Good news from the front lines of hunger
Ertharin Cousin, Executive Director of the World Food Programme
The past year – my first as Executive Director of the World Food Programme – has vanished in a blur. The unfolding crisis in Syria and neighbouring countries has kept all of us in the humanitarian community busy, but for me, it is the continuing crisis in the Sahel region of West Africa that has provided a constant backbeat to my first twelve months in this job.
I chose Niger as the first country I visited as Executive Director in April last year. At the time, the country was at the epicentre of a drought that had affected the whole Sahel region, pushing millions into the protective arms of the humanitarian community. Hunger gnawed at the very soul of people caught in the unforgiving lean season that precedes the arrival of crops from the new harvest.

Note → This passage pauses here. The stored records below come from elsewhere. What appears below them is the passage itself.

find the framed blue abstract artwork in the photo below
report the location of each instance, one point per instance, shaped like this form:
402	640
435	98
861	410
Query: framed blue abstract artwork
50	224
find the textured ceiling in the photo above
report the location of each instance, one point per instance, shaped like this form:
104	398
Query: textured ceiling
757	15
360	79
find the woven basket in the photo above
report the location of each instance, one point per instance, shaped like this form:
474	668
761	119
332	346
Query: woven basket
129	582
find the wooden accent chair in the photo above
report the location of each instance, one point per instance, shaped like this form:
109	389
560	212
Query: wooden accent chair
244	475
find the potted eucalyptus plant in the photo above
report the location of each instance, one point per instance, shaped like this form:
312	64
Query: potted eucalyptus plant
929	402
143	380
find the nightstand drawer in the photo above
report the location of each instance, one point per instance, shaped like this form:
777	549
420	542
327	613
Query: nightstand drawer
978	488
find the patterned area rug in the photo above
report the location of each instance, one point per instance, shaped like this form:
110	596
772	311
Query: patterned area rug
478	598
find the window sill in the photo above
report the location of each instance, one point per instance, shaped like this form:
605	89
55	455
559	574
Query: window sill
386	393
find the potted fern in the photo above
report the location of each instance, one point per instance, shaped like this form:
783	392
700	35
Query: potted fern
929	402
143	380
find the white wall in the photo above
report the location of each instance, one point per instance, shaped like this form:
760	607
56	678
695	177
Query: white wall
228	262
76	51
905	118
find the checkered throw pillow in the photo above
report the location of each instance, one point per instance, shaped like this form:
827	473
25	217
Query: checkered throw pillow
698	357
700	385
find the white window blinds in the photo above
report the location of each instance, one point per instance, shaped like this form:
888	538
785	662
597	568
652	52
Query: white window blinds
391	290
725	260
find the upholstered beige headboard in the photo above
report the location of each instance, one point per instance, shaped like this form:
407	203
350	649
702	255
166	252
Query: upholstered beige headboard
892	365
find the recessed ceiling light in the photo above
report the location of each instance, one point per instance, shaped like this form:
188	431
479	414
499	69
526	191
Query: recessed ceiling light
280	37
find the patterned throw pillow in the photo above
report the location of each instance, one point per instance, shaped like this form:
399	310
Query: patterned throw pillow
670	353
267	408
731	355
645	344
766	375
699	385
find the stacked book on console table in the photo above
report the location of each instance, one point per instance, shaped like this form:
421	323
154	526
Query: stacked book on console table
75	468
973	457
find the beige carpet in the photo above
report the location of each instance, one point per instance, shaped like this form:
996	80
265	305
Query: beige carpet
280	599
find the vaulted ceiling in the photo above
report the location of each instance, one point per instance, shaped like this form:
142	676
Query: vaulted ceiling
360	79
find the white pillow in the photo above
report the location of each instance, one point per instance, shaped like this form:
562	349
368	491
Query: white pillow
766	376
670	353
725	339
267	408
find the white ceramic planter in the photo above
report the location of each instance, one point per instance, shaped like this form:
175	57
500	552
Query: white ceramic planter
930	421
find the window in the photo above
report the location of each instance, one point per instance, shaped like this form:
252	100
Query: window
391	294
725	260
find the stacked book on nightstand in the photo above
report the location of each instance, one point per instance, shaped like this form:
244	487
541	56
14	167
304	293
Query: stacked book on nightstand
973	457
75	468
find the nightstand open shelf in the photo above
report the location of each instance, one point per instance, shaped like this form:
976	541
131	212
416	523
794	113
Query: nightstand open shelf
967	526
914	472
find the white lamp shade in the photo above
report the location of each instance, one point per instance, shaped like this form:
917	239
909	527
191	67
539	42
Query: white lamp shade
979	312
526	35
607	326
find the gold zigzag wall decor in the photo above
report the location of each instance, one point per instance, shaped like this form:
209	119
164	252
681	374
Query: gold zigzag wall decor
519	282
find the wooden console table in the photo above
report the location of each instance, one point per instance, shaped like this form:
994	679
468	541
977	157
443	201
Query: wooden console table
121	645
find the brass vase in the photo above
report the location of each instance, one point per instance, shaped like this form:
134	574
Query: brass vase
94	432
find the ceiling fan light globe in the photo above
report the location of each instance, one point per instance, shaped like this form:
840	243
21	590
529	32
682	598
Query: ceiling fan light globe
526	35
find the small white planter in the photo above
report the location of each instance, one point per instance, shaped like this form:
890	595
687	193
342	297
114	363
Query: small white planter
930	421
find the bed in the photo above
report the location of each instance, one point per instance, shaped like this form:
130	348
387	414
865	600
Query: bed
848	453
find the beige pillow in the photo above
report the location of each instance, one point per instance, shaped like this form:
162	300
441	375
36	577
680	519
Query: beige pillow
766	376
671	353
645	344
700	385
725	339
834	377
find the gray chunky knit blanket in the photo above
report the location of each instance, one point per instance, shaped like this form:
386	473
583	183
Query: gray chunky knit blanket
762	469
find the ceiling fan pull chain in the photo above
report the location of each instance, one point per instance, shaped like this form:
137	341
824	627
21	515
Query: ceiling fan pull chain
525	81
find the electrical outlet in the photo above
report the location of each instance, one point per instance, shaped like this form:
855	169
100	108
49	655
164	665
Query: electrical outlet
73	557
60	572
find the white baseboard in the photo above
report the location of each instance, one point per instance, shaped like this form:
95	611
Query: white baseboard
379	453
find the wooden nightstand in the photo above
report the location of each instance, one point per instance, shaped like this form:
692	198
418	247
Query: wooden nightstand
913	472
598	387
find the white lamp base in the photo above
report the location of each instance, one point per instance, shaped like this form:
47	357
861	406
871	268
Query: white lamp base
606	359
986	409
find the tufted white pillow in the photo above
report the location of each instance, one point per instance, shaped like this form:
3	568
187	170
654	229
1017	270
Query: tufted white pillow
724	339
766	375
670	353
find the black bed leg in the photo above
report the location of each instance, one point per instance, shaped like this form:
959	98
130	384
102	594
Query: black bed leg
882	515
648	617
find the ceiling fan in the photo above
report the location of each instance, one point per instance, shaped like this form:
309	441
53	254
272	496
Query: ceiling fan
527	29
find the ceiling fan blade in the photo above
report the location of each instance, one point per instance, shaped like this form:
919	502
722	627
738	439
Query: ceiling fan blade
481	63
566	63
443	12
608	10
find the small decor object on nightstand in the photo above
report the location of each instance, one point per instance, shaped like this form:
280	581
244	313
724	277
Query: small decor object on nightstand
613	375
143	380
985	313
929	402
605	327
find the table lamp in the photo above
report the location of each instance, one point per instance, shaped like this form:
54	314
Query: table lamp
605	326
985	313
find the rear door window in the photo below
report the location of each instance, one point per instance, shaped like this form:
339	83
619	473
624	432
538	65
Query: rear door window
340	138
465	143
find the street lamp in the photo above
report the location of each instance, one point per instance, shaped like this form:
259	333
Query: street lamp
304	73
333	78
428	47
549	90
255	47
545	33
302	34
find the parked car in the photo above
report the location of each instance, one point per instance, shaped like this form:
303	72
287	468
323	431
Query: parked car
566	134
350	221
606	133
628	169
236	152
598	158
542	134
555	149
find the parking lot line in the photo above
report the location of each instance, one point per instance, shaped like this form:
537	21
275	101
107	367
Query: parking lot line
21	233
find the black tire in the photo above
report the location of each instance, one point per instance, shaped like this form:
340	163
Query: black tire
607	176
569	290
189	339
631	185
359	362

Twelve months later, when I visited Burkina Faso and Mali, millions were still facing the prospect of the next hunger season. But this time they were better equipped to cope, even though the simmering conflict in Mali had complicated matters by forcing hundreds of thousands to flee their homes.
In 2012, humanitarian agencies and national governments worked together to avert a potential catastrophe. In 2013 we are helping those same communities continue on the road to recovery as they adapt to shifts in weather patterns that have made droughts more frequent and more severe.
This is all good news. Lives have been saved and money has been invested in building resilience, ensuring the people of the Sahel are better equipped to cope with future droughts. But does good news get the attention it deserves?
Blink and you would have missed any news coverage of the successful early intervention that prevented disaster in the Sahel in 2012. This year, the Sahel has barely registered on the news media radar. I may have missed it, but I don’t recall seeing any coverage of the healthy babies I saw in Mopti, Mali when I visited a few weeks ago.
Good humanitarian stories, it seems, are not worthy subject matter for newspaper headlines or top billing on television news channels, even when the lives of millions are at stake and tax-payers’ money is being used efficiently to provide vital assistance.
It’s not so long ago that a television report featuring harrowing images of a starving child would open the floodgates of support, compelling governments and the public to respond, donating the cash that humanitarian agencies need to stop more children going hungry. It is a formula that has worked again and again since the first televised famine in Ethiopia in 1984, and it has been difficult for humanitarian organisations to resist.
At some point or other, we have all been complicit in identifying a “poster child” to tug on the heartstrings of the public and encourage them to reach for their wallets. But while this may have worked in the past, it is becoming increasingly obvious that people have seen and read enough about food shortages and famine to acquire a more questioning approach to the causes of hunger and the potential solutions.
Today, potential supporters are more likely to ask why after so much work has been done, are children still starving? And what has been achieved after all the millions of dollars have been spent, when so many people are still vulnerable to hunger? As humanitarian agencies we must answer these questions ourselves, but we also depend on media organisations to help us deliver the message explaining the rationale behind our response as well as to highlight success when it is deserved.
Of course we don’t work for each other, but media organisations and humanitarian agencies do depend heavily on each other’s goodwill. We support each other as we strive to fulfil our different missions, finding ourselves accidental partners at the scene of every disaster.
The Sahel in 2012 was no Biafra, nor was it Ethiopia in 1984, or Somalia in 2011. But human suffering – that image of a severely malnourished child - should not be the measure of whether a story merits news coverage. Our role in the humanitarian sector must be to inspire journalists to move beyond reporting that is driven primarily by images that exemplify our collective failure. If it takes television footage of a starving child to move a donor into action then we are acting too late.